Venezuela Viele Tote nach Militäreinsatz im Gefängnis

Wieder ist es zu einem Blutbad in einem Gefängnis in Venezuela gekommen. Nachdem Sicherheitskräfte eine Haftanstalt in Uribana inspizieren wollten, ist es zu gewaltsamen Auseinandersetzungen gekommen, bei denen viele Menschen ums Leben gekommen sind und zahlreiche weitere verletzt wurden. Die Zahl der Opfer ist noch unklar.

Nach dem Sturm eines Gefängnisses durch Militäreinheiten sind in Venezuela zahlreiche Menschen ums Leben gekommen. Die Zeitungen El Universal und El Nacional berichteten am Freitagabend (Ortszeit) von 54 Toten und über 80 zum Teil schwer Verletzten. Der TV-Sender Globovision meldete hingegen zunächst nur 25 Todesopfer. Sicherheitskräfte waren den Angaben zufolge Freitagfrüh (Ortszeit) in die Haftanstalt in Uribana (Bundesstaat Lara) gekommen, um die Insassen zu entwaffnen. Anschließend kam es zu dem Gewaltausbruch.

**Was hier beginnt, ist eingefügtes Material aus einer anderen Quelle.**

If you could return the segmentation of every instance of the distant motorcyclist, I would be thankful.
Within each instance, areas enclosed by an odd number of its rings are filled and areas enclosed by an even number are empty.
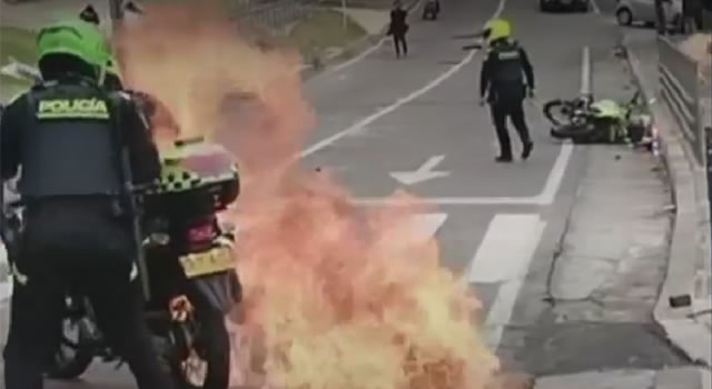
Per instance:
[[[59,342],[63,296],[77,288],[141,389],[171,389],[144,319],[121,150],[134,186],[154,182],[158,152],[134,102],[98,84],[105,41],[82,20],[40,30],[43,82],[7,107],[2,180],[21,171],[26,206],[4,349],[7,389],[41,389]]]
[[[512,162],[507,117],[522,140],[522,159],[526,160],[534,147],[523,107],[524,98],[534,96],[534,71],[526,51],[511,39],[511,34],[510,23],[503,19],[490,21],[483,32],[487,57],[479,76],[479,104],[487,102],[491,107],[501,150],[495,159],[497,162]]]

Offiziell bestätigt wurden die Angaben zu den Todesopfern zunächst nicht. Auch der genaue Hergang des Vorfalls war noch unklar. Die Soldaten sollen von den Insassen angegriffen worden sein. Es sollen auch Granaten explodiert sein. Die Militäreinheiten wollten am Freitag um 07.00 Uhr die Vollzugsanstalt inspizieren.

Die für die Haftanstalten des Landes verantwortliche Ministerin Iris Varela sagte, die schwere Meuterei sei ausgebrochen, nachdem sich Gefangene gegen die Durchsuchung der Zellen nach illegalen Waffen gewehrt hatten. Ihren Worten zufolge entschlossen sich die Behörden zur Intervention, nachdem sie Hinweise erhalten hatten, dass Zusammenstöße zwischen rivalisierenden Banden drohten, die um die Vorherrschaft in der Haftanstalt kämpfen.

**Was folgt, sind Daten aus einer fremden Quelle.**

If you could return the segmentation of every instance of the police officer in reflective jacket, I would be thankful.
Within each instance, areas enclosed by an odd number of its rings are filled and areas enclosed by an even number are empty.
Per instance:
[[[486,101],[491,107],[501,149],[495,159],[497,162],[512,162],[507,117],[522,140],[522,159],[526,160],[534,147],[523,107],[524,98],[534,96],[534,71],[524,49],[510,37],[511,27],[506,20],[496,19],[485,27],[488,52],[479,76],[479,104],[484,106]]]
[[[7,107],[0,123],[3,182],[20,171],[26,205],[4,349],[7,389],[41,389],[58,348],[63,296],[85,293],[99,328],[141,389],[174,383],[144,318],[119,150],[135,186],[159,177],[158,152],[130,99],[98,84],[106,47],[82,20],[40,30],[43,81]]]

In einer offiziellen Erklärung zu dem Einsatz hieß es: "Aufgrund gewalttätiger Vorkommnisse im Gefängnis von Uribana wurde eine Durchsuchung notwendig, um die Insassen der Haftanstalt komplett zu entwaffnen." Erst zwei Stunden nach Beginn des Einsatzes waren den Angaben zufolge erste Detonationen in dem Gefängnis zu hören. Vermutlich hatten die Insassen die Sicherheitskräfte daran hindern wollen, in bestimmte Teile des Gefängnisses vorzudringen.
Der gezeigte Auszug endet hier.